Une année au foyer, troisième essai de l'auteur*, est donc une œuvre posthume et de, ce point de vue, poignante, mais néanmoins très agréable à lire car bien écrite, pleine d'humour et émaillée de références plus ou moins farfelues à la philosophie et aux techniques de management, voire de marketing. Sur l'air d'Une année en Provence de Peter Mayle, il s'interroge et fait le récit — mi-excédé mi-papa-poule — de son expérience de parent au foyer qui veille au bon déroulement du quotidien de la maison, emmène et va chercher ses trois enfants à l'école, fait les courses et les repas, en tentant d'adapter les règles de gestion d'une entreprise...
"Je ne sais pas si le fait de passer l'aspirateur suppose d'être né avec deux chromosomes X, ni si changer les couches ressortit plus à la dignité féminine qu'à la dignité masculine. Ces questions me dépassent, je l'avoue, et Aristote lui-même en a très peu parlé.
En revanche je suis catégorique sur un point : il n'est pas dans la nature de l'homme de penser à mettre un bonnet sur la tête de ses enfants alors qu'il ne neige pas, mais qu'il peut neiger.

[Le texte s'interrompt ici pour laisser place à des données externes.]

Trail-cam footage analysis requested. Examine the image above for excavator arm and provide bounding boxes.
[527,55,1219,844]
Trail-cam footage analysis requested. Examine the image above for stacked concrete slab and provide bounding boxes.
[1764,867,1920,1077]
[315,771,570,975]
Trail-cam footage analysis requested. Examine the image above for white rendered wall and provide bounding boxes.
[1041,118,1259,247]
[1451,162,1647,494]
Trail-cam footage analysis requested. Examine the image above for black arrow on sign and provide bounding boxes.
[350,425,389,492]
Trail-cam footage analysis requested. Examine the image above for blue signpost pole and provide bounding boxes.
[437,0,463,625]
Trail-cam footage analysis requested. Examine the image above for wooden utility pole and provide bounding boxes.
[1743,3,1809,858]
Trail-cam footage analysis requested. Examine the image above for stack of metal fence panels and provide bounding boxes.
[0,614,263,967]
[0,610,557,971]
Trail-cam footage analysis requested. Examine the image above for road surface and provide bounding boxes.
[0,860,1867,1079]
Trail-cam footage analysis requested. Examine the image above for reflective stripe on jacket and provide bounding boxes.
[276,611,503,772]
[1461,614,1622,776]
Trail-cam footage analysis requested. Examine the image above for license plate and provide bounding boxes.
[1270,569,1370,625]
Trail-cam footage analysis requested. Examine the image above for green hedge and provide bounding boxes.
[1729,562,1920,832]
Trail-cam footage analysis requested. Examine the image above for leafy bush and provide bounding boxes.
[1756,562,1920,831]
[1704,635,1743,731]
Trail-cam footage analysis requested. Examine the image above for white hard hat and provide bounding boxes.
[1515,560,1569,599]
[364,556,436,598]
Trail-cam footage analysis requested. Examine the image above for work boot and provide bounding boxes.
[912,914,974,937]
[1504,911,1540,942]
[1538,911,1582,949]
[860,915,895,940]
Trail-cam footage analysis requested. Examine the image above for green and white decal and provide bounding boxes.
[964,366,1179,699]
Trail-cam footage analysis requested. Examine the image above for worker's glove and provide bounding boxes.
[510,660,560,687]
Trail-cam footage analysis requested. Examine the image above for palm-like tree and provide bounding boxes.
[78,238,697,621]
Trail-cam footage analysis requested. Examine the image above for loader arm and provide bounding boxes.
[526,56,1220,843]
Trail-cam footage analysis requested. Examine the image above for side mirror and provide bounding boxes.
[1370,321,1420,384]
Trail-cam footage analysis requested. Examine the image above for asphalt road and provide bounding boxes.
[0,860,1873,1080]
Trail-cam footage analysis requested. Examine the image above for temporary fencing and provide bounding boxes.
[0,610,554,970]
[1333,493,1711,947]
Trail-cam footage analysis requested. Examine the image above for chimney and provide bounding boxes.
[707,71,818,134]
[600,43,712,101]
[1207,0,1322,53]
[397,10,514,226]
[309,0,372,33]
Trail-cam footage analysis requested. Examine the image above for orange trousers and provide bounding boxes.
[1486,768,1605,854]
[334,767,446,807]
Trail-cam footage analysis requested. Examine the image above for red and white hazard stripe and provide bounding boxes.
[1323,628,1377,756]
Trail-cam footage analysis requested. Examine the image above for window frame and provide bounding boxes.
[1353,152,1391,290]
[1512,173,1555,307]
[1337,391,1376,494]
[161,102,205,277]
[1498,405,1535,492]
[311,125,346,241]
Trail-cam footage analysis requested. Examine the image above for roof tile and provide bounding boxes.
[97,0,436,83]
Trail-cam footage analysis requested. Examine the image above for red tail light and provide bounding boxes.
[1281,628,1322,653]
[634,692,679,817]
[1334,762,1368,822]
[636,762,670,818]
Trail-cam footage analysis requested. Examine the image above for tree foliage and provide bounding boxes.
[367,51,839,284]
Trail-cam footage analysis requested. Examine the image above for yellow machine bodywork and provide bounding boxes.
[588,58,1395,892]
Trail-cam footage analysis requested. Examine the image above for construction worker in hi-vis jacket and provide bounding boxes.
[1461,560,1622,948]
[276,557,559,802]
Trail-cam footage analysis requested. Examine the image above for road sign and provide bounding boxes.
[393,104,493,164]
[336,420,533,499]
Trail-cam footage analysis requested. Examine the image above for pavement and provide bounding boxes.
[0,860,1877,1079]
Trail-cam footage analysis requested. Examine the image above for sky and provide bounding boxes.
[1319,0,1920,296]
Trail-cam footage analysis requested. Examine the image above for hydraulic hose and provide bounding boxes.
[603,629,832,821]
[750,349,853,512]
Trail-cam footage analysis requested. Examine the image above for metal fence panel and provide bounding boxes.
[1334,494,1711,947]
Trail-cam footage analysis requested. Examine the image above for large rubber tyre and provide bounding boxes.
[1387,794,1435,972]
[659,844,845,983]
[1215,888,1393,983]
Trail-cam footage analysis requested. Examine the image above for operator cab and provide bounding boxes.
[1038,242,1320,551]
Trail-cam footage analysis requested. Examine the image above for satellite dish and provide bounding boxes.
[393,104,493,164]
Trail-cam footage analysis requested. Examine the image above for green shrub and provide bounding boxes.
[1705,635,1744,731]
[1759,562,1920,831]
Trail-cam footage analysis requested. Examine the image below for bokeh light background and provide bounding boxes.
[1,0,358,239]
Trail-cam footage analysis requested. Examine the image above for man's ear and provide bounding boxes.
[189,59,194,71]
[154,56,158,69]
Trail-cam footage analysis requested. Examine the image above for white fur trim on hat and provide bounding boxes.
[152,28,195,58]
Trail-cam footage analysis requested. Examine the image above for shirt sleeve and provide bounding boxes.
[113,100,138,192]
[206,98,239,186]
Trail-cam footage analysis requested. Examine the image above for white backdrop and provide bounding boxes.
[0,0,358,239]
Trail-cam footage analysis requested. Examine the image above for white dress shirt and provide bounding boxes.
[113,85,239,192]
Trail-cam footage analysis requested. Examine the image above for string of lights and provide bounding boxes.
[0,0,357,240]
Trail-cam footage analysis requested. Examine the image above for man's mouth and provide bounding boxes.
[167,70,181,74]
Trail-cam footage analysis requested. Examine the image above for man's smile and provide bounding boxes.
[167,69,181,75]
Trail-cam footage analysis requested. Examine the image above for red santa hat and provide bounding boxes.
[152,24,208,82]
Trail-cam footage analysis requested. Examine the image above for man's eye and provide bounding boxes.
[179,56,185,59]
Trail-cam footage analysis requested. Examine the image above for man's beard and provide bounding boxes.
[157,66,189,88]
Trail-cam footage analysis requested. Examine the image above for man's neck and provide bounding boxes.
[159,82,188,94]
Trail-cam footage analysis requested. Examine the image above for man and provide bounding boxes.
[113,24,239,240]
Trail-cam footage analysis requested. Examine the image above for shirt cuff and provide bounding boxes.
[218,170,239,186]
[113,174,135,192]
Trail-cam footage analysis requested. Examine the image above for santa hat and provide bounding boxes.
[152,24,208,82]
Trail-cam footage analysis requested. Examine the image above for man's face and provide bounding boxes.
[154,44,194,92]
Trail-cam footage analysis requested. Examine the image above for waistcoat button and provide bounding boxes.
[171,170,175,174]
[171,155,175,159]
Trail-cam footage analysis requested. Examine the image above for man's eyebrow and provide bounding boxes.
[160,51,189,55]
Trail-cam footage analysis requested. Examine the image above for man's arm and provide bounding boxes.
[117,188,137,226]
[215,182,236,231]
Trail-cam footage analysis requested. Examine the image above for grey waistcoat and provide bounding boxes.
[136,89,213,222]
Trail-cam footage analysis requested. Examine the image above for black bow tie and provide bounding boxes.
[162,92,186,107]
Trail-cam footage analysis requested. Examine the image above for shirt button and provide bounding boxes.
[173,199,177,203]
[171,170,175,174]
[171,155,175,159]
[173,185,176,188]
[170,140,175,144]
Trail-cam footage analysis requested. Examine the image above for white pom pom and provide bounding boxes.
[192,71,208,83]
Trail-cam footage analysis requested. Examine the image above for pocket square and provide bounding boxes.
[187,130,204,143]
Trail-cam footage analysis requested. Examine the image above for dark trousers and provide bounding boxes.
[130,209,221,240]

Cette faculté d'anticipation, cette forme très haute de prophétisme, n'est pas inscrite dans le cerveau masculin. Je ne sais pas si elle s'acquiert, mais si c'est le cas, je le jure, cela demande beaucoup de temps. Et cet apprentissage est un chemin de croix."Non sans humour encore, alors que, justement, il en fait tout un roman :
"Se dépasser sans cesse, investir des terres inconnues, réparer des chasses d'eau : telle est la vie héroïque du parent au foyer. Pensons-y toujours, n'en parlons jamais."Et plus loin, dans le même esprit :
"Si j'ai une assez haute idée de mon propre héroïsme, je suis bien obligé de le mettre en perspective avec celui des millions de mères qui le partagent mais ne s'en contentent pas, y conjuguant une vertu de modestie qui m'est pour l'instant assez étrangère."Et pour conclure :
"En France, entre deux et trois millions de personnes se coltinent au quotidien avec cette question, et n'éprouvent pas le besoin de le crier sur tous les toits. C'est à celles et aux quelques ceux qui osent faire le job sans en faire des tartines que ce livre est aussi dédié.
À leur fatigue, à leur énervement, à leur manque de reconnaissance, et aux joies infinies que ce travail leur réserve."Un beau témoignage qui se lit avec plaisir, comme un roman.
Éditions du Félin, 2014, 144 pages.
* Il a également publié, aux éditions du Félin, L'instinct de conservation et Au seuil du monde.